A large number of men against whom FIR has been registered are so to have fled the village, fearing arrest and police crackdown. They said the police come to the village in search of people named in the FIR. As a result, all those who have been “implicated in the false case” have fled the village fearing arrest and crackdown.
However, both the SP and Bhagwanpur Police Station SHO Sanjay Kumar denied that the police are conducting raids. “No raid is being conducted. Since the death of the children; the village is witnessing visits of leaders belonging to political parties. And therefore, the police have been deployed. Even I keep going to the village but that is regular patrol, not to arrest anyone,” said the SHO.

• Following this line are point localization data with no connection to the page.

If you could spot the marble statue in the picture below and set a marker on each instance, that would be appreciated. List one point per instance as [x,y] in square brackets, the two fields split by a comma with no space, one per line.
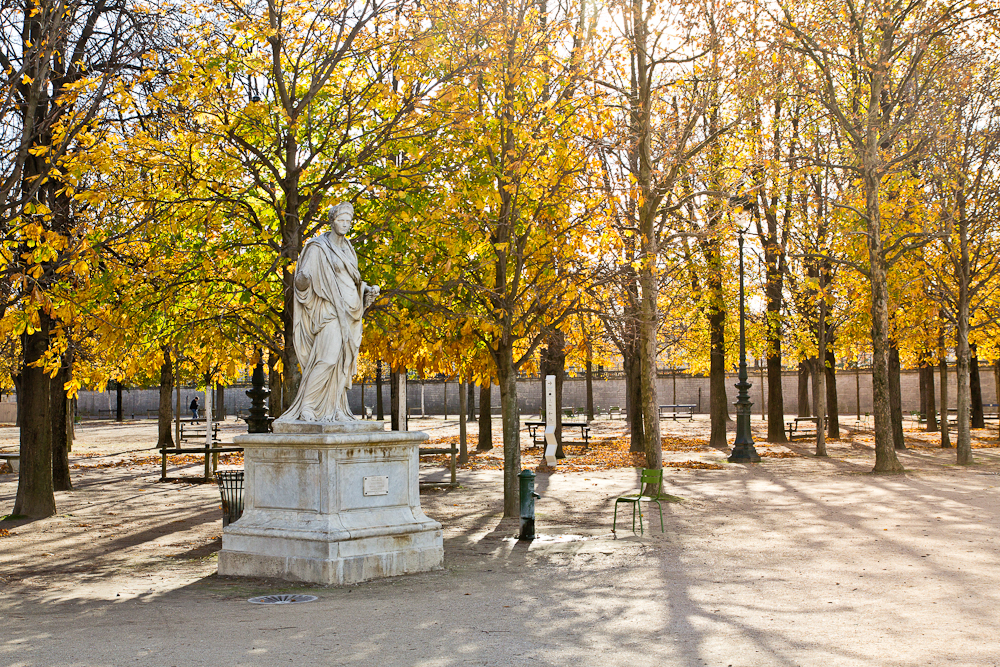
[330,300]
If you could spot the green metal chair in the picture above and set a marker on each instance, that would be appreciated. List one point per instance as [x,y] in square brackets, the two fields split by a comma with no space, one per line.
[649,476]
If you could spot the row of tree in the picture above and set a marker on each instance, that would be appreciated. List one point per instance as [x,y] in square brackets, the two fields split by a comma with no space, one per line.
[528,175]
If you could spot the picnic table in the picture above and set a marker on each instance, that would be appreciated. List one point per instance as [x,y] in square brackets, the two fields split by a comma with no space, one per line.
[196,429]
[675,411]
[537,431]
[796,425]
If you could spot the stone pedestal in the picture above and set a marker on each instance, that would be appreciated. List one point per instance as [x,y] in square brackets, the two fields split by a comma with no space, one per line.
[331,504]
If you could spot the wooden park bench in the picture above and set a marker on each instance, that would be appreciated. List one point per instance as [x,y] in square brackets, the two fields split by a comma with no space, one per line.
[537,432]
[803,426]
[196,429]
[675,411]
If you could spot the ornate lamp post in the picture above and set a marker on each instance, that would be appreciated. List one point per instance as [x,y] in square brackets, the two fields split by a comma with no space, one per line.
[258,421]
[743,449]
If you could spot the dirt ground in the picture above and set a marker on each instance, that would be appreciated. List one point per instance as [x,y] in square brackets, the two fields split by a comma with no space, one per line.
[794,561]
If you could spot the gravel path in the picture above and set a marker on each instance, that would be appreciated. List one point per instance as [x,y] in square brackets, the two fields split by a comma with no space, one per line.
[795,561]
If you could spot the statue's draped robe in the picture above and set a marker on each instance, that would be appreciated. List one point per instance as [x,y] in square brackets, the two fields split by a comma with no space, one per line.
[327,329]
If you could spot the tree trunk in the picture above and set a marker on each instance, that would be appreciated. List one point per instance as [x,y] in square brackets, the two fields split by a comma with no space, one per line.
[943,367]
[963,445]
[931,408]
[17,396]
[379,410]
[220,403]
[463,406]
[895,398]
[485,443]
[922,376]
[275,385]
[633,402]
[165,413]
[554,363]
[718,402]
[819,379]
[832,402]
[396,410]
[775,395]
[60,436]
[885,454]
[118,401]
[470,403]
[975,388]
[35,495]
[804,409]
[511,426]
[590,387]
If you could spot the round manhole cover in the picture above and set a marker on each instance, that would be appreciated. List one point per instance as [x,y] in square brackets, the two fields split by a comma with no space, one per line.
[282,599]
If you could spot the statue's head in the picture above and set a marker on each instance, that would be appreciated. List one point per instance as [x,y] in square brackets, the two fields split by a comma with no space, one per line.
[341,217]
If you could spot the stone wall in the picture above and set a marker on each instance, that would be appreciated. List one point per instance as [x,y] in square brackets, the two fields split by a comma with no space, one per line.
[851,389]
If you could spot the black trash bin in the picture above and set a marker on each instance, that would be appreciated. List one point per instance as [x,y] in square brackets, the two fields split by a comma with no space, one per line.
[231,487]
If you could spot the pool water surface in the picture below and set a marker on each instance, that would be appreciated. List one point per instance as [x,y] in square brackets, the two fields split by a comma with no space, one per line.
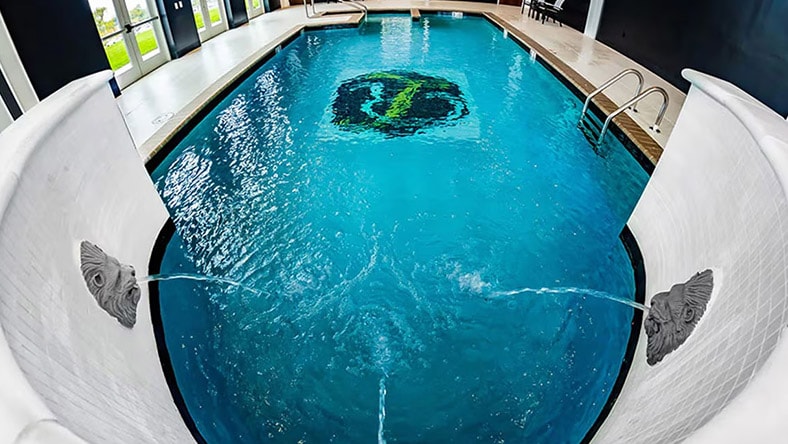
[382,194]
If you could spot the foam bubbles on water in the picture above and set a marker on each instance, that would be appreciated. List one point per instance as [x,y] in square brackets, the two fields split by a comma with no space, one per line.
[473,282]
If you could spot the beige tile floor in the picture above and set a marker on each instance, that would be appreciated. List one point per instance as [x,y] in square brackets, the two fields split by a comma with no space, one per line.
[181,86]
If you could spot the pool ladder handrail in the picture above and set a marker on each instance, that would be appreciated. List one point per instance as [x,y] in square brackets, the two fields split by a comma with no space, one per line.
[633,102]
[610,83]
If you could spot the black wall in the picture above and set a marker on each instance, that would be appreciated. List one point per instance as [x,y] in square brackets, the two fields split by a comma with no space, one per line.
[7,96]
[57,41]
[575,13]
[236,13]
[742,41]
[179,27]
[273,5]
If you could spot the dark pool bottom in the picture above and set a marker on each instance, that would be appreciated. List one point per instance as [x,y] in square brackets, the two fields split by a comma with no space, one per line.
[377,261]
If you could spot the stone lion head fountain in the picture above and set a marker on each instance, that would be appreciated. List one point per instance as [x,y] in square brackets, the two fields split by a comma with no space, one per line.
[674,314]
[114,285]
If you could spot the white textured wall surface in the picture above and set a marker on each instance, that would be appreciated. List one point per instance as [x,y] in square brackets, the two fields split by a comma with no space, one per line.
[70,172]
[716,200]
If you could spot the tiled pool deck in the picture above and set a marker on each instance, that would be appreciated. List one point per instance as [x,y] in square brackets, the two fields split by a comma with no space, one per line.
[185,85]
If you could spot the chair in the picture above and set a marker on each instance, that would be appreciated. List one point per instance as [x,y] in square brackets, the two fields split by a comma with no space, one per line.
[553,11]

Asked if the accused also include those who have lost their children to the AES, he said, “Yes, two of them are named in the FIR. But we are sensible enough and have sympathy for them. We are also treating them as people in distress, not as hardened criminals.”
Meanwhile, Bihar continues to battle AES. With another death on Tuesday morning, according to the state’s Health Department, the toll has reached 131 in Muzaffarpur district. The death was reported from government-run SKMCH. A total of 111 deaths have been reported from government-run SKMCH and 20 from Kejriwal Hospital. The two hospitals have admitted a total of 600 brain fever patients so far this month.
A total of 150 children have died in 20 districts of the state since June 1. Over 700 children have been afflicted by AES.